Scuba divers and snorkellers regularly spot sharks on diving tours, but if you prefer to stay boat-bound, opt for a shark-watching tour - they've become especially popular in recent years, departing from Ko Phi Phi Don around 6am.
Maximise your chances of spotting nature's most fearsome predator by choosing a tour which limits group size and is led by a professional guide. Many operators provide snorkelling equipment for those keen to swim with the (very big) fishes, although it's worth noting that on tours which take in the popular Shark Point, on Ko Phi Phi Don's west coast, only scuba divers can enter the water, due to depth.
The Phi Phi islands are in Krabi Province, regarded as a mecca of rock climbing by some of the world's most accomplished daredevils. Although many climbers flock to the limestone crags lining Krabi's coastline, in recent years they've been making a beeline for Ko Phi Phi Don, instead.
One of the most popular spots is Tonsai Bay, with its 200-metre-tall limestone tower. Head here for a wide range of challenging climbs, thanks to 48 different bolted routes for all difficultly levels. Ko Phi Phi Don has several companies specialising in rock climbing, but Phi Phi Island Climbers is regarded as the best.
Fancy channelling your inner Jack Sparrow? Although it's not possible to rent a long-tail boat which you can drive yourself, hiring one of these colourful vessels – and your very own captain – is the next best thing.
Expect to pay around £70 for a six-hour boat tour for a party of four. Popular stop-offs include Bamboo Island, Mosquito Island, Monkey Bay, Maya Bay and Tonsai Village, and the use of snorkelling equipment is usually included in the price.
It costs just £7 to charter a long-tail boat for a visit to Viking Cave, at the north-eastern end of Koh Phi Phi Leh. Keep an eye out for the colourful scrawls on the walls of these majestic caverns – they're said to be the work of the pirates which once sailed these waters.
If you're lucky, you'll spot dextrous locals scrabbling up the bamboo scaffolding which clings to the inside of the caves – they're collecting swifts' nests, the main ingredient in the outrageously overpriced delicacy of bird's nest soup.
Hire a kayak for easy access to fantastic dive sites, deserted caves and pristine beaches.
The waters here are famously calm so it's highly unlikely you'll experience an accidental dunking, but there are plenty of organised kayak tours if you don't fancy a solo expedition.
Expect to pay under £10 to hire a kayak for the day or as little as £5 to join a guided tour.
Perfect your pad Thai by signing up for a cookery course. They're offered by various places on Ko Phi Phi Don, but the classes offered by Koh Phi Phi's Pum Cooking School are legendary.
The passionate teachers (if you're lucky, you'll be taught by Pum herself) offer a wide selection of classes, ranging from two-hour sessions to five-hour extravaganzas focusing on healthy cuisine.

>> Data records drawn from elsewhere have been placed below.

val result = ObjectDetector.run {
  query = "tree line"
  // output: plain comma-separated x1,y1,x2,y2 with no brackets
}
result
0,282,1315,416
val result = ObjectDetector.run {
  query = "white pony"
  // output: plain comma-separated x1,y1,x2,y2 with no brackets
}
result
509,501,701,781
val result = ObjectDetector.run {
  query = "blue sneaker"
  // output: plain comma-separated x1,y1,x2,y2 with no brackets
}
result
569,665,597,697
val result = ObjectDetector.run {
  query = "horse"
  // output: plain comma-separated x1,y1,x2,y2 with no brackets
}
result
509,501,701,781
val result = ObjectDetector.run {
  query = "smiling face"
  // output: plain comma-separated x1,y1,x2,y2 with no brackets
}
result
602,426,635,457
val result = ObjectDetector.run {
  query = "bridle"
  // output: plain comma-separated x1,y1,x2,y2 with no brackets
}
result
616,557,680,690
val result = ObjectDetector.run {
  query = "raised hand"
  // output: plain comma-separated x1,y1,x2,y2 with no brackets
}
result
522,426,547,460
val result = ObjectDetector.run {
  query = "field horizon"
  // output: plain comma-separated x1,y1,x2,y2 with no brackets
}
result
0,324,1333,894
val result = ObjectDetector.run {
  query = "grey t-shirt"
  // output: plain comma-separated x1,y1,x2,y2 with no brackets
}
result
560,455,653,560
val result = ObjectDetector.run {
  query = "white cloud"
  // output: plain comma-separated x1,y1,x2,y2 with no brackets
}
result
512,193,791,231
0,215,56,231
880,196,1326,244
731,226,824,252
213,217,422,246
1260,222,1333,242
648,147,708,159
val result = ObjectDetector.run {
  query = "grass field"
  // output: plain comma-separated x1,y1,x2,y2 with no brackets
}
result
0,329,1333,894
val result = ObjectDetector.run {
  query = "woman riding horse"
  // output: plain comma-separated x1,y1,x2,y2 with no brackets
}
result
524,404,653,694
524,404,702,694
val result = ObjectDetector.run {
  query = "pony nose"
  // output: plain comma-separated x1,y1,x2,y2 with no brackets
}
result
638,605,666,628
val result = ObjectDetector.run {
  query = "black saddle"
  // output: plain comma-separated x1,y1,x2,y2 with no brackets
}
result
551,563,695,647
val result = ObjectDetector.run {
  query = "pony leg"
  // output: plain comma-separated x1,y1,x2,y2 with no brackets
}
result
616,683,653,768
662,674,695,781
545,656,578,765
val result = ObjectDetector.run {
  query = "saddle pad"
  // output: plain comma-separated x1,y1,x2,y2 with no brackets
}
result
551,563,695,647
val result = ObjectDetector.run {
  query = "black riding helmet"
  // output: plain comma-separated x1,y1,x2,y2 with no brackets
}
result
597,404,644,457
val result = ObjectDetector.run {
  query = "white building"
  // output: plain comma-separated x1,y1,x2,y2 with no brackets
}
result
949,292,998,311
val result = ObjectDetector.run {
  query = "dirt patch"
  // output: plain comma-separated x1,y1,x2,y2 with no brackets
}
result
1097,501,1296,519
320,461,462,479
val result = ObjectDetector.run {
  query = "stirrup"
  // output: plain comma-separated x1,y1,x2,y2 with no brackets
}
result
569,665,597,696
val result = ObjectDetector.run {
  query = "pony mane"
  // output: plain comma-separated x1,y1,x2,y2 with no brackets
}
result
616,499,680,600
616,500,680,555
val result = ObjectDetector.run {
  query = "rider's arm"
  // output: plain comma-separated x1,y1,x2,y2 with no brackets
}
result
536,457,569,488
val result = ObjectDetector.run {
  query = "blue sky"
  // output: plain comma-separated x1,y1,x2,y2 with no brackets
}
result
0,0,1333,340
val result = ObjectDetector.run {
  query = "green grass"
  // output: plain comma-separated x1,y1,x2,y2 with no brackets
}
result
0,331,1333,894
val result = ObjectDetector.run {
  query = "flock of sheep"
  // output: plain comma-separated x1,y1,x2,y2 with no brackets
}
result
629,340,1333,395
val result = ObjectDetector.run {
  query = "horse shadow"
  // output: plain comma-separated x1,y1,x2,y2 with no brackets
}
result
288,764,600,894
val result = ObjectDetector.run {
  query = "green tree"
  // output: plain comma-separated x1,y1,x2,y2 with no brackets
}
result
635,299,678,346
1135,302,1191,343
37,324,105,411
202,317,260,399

Afterwards, stop by Pum's restaurant to sample her specialities, and to pick up one her sought-after cookbooks. Courses start from £35 per person.
Yes, that dreadlocked backpacker you met in a Bangkok bar might well have told you he slept under the stars on Phi Phi Leh, but it's highly unlikely –authorities have closed this famous beach to the public, and anyone pitching a tent in areas they're not supposed to will be given short shrift.
Luckily, we've got the next best option – a night sleeping on the deck of a beautiful boat in the harbour of Phi Phi Leh. Maya Bay Tours is the only operator to offer this opportunity, and prices start from £82 per person.